Over the weekend, an image of Pope Francis in a bulky down jacket hit Twitter, and it quickly went viral as users believed it was real. In fact, the image was first posted on Reddit along with three other images in the same style and are the result of the Midjourney AI generator.

If you look closely, you can see that the artificial intelligence did not do very well with the Pope’s right hand.

The Pope in a down jacket: an image of Francis that was actually created by the AI generator Midjourney went viral on Twitter

AI image generators like Midjourney, which also include OpenAI’s DALL-E and Stable Diffusion, allow you to generate an image simply by describing it with text. This became a reality because neural networks were trained on literally millions of images from the Internet, including many pictures protected by copyright. This has already become the reason for lawsuits from companies such as Getty Images, which claim that the developers of the Stable Diffusion AI generator have infringed their copyrights.

And while Getty has a good chance of winning this lawsuit, it’s unlikely to stop the development of AI-powered image generators. Midjourney V5 in its alpha version is already much better able to generate hands, and its capabilities may improve even more before release.

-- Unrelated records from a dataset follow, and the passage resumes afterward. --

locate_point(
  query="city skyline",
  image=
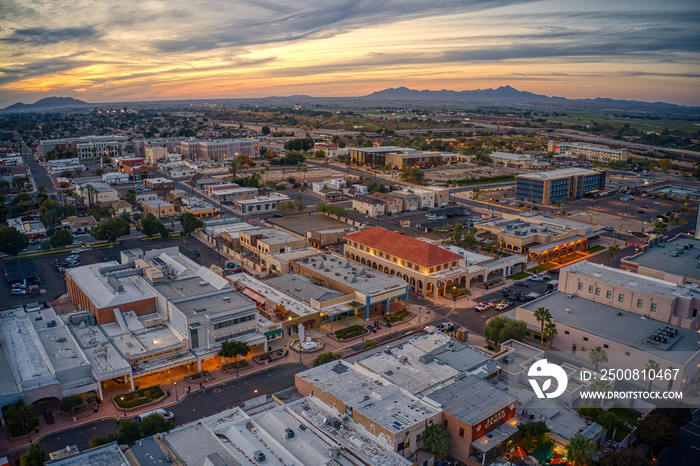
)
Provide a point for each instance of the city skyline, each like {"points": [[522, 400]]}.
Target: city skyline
{"points": [[179, 50]]}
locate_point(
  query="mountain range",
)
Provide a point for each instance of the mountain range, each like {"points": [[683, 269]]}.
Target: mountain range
{"points": [[504, 96], [46, 104]]}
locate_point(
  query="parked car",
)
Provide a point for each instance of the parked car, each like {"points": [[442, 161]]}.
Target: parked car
{"points": [[446, 326]]}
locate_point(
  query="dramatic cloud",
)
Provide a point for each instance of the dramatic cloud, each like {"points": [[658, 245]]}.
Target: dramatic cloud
{"points": [[128, 50]]}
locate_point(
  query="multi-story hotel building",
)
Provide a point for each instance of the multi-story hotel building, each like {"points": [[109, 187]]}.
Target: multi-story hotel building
{"points": [[558, 185], [602, 154]]}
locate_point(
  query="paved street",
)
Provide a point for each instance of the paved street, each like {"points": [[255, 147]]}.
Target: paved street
{"points": [[195, 406]]}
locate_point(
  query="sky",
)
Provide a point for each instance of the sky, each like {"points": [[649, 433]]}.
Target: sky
{"points": [[128, 50]]}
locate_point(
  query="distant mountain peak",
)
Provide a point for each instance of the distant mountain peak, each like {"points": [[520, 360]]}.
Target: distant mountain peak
{"points": [[46, 103]]}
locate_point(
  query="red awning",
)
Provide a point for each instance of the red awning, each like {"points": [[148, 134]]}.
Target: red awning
{"points": [[518, 453]]}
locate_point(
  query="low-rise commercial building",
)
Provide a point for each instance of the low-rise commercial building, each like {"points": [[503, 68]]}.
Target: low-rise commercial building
{"points": [[247, 205], [158, 208], [557, 186], [589, 152], [674, 260]]}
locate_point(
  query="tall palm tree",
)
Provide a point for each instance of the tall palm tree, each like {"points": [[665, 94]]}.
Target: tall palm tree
{"points": [[543, 316], [652, 366], [596, 356], [580, 450], [549, 331]]}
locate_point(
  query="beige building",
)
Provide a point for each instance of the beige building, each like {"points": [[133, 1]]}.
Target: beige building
{"points": [[266, 241], [158, 208]]}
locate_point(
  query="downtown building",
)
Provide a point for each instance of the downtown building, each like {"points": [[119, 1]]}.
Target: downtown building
{"points": [[552, 187]]}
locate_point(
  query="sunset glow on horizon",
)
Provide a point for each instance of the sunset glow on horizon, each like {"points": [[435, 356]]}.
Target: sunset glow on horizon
{"points": [[155, 50]]}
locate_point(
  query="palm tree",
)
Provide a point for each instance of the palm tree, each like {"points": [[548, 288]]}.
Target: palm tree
{"points": [[652, 366], [580, 450], [543, 316], [596, 356], [549, 331], [612, 252], [436, 439]]}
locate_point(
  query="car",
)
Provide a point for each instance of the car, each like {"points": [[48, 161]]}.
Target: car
{"points": [[446, 326]]}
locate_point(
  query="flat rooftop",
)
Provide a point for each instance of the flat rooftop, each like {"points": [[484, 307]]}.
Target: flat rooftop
{"points": [[626, 279], [388, 405], [367, 281], [459, 399], [102, 293], [558, 174], [110, 454], [660, 258], [259, 291], [353, 438], [302, 288], [614, 325]]}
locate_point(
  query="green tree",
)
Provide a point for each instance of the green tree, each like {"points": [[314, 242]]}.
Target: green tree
{"points": [[19, 414], [12, 242], [649, 369], [543, 316], [580, 450], [129, 432], [624, 457], [656, 431], [111, 229], [612, 252], [436, 439], [61, 239], [534, 435], [35, 456], [597, 355], [501, 328], [190, 223], [324, 358], [286, 206], [153, 424], [660, 228], [549, 331], [150, 225]]}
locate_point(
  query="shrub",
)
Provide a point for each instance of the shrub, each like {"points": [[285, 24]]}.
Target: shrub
{"points": [[350, 332], [397, 316], [70, 402]]}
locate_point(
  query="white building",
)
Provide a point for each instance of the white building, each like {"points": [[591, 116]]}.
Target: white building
{"points": [[115, 178], [258, 204]]}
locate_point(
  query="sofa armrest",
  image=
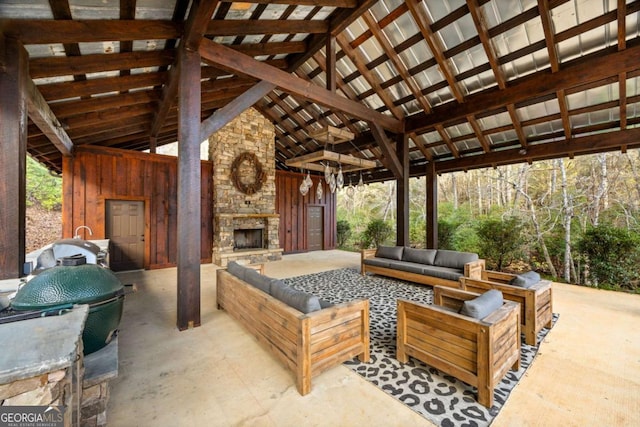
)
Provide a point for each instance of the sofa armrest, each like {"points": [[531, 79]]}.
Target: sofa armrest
{"points": [[474, 269], [496, 276]]}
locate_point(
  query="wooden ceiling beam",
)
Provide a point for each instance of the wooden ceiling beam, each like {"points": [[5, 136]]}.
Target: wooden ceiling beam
{"points": [[388, 150], [436, 48], [323, 3], [387, 47], [66, 109], [596, 67], [373, 81], [239, 63], [40, 113], [199, 17], [578, 146]]}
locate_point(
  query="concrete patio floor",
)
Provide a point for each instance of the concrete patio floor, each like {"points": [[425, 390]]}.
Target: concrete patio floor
{"points": [[587, 372]]}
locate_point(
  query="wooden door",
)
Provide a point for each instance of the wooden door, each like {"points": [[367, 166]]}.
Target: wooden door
{"points": [[315, 234], [125, 229]]}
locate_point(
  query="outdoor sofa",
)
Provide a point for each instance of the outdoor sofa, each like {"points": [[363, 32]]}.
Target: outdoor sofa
{"points": [[477, 345], [533, 295], [306, 334], [435, 267]]}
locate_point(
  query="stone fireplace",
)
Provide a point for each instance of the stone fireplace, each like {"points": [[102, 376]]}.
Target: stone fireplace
{"points": [[245, 225]]}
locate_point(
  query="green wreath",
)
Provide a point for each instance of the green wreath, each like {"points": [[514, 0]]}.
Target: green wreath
{"points": [[259, 175]]}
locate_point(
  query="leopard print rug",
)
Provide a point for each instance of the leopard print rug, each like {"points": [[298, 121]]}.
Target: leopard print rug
{"points": [[440, 398]]}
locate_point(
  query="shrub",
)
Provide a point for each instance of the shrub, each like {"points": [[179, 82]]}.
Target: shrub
{"points": [[376, 234], [612, 255], [500, 240], [343, 232]]}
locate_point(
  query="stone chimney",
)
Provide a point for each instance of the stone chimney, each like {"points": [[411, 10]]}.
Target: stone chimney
{"points": [[245, 223]]}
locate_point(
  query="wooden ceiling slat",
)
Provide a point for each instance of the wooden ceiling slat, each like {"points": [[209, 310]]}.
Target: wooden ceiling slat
{"points": [[89, 31], [603, 65], [55, 66], [65, 90], [273, 26]]}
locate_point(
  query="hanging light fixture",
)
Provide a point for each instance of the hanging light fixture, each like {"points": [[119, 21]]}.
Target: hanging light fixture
{"points": [[332, 183], [350, 189], [304, 185]]}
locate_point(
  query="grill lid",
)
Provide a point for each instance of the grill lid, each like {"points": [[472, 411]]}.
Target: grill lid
{"points": [[84, 284]]}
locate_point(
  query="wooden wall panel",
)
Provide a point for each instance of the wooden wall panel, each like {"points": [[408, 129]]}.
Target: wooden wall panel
{"points": [[293, 209], [96, 174]]}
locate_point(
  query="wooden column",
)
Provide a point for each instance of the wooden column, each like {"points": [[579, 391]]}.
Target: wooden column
{"points": [[14, 73], [330, 50], [402, 192], [432, 206], [189, 190]]}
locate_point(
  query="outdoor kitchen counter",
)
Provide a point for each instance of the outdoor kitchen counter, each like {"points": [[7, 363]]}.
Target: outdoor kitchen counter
{"points": [[37, 346]]}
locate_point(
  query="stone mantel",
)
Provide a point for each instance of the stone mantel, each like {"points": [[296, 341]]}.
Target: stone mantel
{"points": [[247, 215]]}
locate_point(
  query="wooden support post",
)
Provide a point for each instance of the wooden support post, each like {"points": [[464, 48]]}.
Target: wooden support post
{"points": [[189, 190], [402, 192], [14, 73], [432, 206], [330, 51]]}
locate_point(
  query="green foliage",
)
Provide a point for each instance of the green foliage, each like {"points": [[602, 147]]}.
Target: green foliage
{"points": [[377, 233], [343, 231], [43, 188], [613, 255], [500, 240]]}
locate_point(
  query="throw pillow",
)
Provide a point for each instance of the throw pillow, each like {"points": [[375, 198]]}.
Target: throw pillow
{"points": [[525, 280], [391, 252], [482, 306], [421, 256]]}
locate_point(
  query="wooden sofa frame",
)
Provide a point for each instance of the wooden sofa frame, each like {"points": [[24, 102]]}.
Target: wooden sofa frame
{"points": [[307, 344], [478, 352], [536, 302], [471, 269]]}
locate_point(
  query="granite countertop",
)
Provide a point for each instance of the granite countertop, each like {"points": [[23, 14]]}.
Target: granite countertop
{"points": [[36, 346]]}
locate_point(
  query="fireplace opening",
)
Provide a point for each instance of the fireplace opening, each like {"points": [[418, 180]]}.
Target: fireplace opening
{"points": [[248, 239]]}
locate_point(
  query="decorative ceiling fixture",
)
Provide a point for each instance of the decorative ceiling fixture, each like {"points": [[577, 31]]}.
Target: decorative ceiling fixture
{"points": [[322, 160]]}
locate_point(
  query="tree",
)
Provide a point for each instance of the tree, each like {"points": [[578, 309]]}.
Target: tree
{"points": [[376, 234], [43, 188], [613, 255], [500, 240], [343, 230]]}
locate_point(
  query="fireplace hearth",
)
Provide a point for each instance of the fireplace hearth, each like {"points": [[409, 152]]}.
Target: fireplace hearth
{"points": [[244, 239]]}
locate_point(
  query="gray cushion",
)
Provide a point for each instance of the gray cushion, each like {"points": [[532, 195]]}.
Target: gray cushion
{"points": [[294, 298], [257, 280], [482, 306], [411, 267], [526, 280], [378, 262], [391, 252], [237, 270], [421, 256], [442, 272], [325, 304], [453, 259]]}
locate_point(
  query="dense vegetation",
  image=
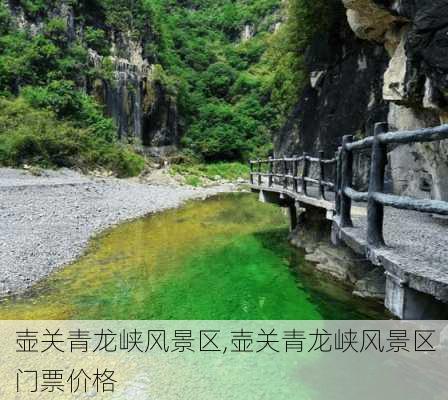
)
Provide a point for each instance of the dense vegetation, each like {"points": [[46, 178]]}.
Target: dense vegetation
{"points": [[232, 93]]}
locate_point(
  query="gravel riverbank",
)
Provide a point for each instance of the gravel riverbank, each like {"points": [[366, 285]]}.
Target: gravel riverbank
{"points": [[47, 221]]}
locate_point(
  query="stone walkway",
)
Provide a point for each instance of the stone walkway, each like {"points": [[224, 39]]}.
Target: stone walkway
{"points": [[416, 249]]}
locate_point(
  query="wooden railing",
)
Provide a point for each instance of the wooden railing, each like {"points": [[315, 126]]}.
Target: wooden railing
{"points": [[293, 173], [375, 197]]}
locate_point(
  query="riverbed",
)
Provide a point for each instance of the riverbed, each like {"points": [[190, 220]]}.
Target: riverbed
{"points": [[226, 257]]}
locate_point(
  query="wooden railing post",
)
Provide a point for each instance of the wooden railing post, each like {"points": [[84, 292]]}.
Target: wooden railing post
{"points": [[285, 172], [346, 182], [338, 181], [305, 173], [251, 165], [375, 210], [271, 172], [321, 175], [295, 173]]}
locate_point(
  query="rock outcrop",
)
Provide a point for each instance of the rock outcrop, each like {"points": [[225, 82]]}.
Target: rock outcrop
{"points": [[134, 95], [387, 62]]}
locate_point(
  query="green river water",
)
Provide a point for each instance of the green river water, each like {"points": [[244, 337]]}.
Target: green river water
{"points": [[223, 258]]}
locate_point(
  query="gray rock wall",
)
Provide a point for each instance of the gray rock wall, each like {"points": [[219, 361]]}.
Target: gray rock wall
{"points": [[144, 111], [392, 65]]}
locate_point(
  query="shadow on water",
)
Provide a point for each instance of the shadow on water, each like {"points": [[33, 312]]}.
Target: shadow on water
{"points": [[223, 258], [323, 291]]}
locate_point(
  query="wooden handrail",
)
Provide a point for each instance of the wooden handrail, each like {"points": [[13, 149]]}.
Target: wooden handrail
{"points": [[343, 182]]}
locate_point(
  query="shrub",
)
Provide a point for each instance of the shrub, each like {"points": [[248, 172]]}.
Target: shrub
{"points": [[34, 136]]}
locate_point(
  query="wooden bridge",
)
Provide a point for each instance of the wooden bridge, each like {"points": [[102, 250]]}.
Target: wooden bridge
{"points": [[415, 253]]}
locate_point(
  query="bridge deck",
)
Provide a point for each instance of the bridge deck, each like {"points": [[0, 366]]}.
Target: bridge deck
{"points": [[417, 243]]}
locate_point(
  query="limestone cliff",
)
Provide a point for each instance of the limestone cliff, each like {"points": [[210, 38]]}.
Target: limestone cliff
{"points": [[384, 60]]}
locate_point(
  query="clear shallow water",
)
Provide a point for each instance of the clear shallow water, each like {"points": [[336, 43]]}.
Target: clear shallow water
{"points": [[223, 258]]}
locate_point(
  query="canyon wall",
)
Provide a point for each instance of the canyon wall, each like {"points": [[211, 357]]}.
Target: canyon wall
{"points": [[133, 94]]}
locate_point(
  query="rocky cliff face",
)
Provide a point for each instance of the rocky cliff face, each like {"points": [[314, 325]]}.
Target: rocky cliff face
{"points": [[384, 61], [144, 111]]}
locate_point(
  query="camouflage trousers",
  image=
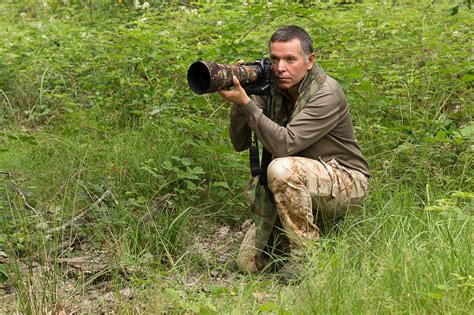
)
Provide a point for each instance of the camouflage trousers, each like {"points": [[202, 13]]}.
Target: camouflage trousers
{"points": [[302, 193]]}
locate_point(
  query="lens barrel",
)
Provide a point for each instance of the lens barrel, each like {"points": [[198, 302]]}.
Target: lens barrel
{"points": [[208, 76]]}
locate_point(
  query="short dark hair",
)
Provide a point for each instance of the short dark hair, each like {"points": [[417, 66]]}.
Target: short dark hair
{"points": [[290, 32]]}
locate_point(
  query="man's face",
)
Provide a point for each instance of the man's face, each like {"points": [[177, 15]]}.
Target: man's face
{"points": [[288, 63]]}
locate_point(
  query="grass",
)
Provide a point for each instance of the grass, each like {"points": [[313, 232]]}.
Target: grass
{"points": [[94, 106]]}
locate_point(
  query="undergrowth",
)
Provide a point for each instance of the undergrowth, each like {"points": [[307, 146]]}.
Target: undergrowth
{"points": [[106, 154]]}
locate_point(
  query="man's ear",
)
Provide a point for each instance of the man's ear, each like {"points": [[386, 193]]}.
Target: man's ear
{"points": [[310, 61]]}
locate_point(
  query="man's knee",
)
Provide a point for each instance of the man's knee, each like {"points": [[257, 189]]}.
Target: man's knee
{"points": [[283, 172], [279, 169]]}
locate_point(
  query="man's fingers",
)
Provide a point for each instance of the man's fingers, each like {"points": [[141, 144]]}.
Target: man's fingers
{"points": [[236, 82]]}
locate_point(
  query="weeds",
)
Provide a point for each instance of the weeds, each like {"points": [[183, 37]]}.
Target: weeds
{"points": [[116, 180]]}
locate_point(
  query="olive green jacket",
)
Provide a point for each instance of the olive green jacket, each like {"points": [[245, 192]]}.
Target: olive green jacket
{"points": [[321, 130]]}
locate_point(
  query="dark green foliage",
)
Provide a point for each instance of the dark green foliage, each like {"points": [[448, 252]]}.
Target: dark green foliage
{"points": [[93, 98]]}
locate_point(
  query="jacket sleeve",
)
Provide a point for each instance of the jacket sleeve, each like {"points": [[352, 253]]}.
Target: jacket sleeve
{"points": [[320, 115], [239, 129]]}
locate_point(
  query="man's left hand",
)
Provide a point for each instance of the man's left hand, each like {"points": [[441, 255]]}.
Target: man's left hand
{"points": [[237, 96]]}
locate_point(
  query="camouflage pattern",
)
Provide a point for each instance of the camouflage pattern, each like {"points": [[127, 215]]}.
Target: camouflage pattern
{"points": [[306, 190], [265, 238], [252, 256], [278, 110], [301, 192], [209, 76]]}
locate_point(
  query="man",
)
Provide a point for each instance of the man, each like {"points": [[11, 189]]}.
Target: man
{"points": [[317, 170]]}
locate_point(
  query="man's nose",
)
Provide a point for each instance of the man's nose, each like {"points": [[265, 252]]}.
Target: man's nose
{"points": [[280, 66]]}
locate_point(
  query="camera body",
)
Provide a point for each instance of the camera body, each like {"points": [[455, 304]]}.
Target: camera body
{"points": [[255, 77]]}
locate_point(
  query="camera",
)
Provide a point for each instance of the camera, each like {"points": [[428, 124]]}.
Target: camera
{"points": [[207, 76]]}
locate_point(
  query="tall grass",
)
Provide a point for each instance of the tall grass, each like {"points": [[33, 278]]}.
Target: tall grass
{"points": [[121, 162]]}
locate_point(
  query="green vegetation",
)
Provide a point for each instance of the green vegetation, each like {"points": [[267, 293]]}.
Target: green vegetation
{"points": [[119, 189]]}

Interestingly, the US Copyright Office recently announced that AI-generated images cannot be copyrighted, so they can be used completely freely, including in books and magazines.

It’s also worth noting that AI-generated images are relatively new, with developers introducing their tools only in the past four months. But fake photos have been around for a long time, and only time will tell if AI generators will create more misinformation than Adobe Photoshop once did.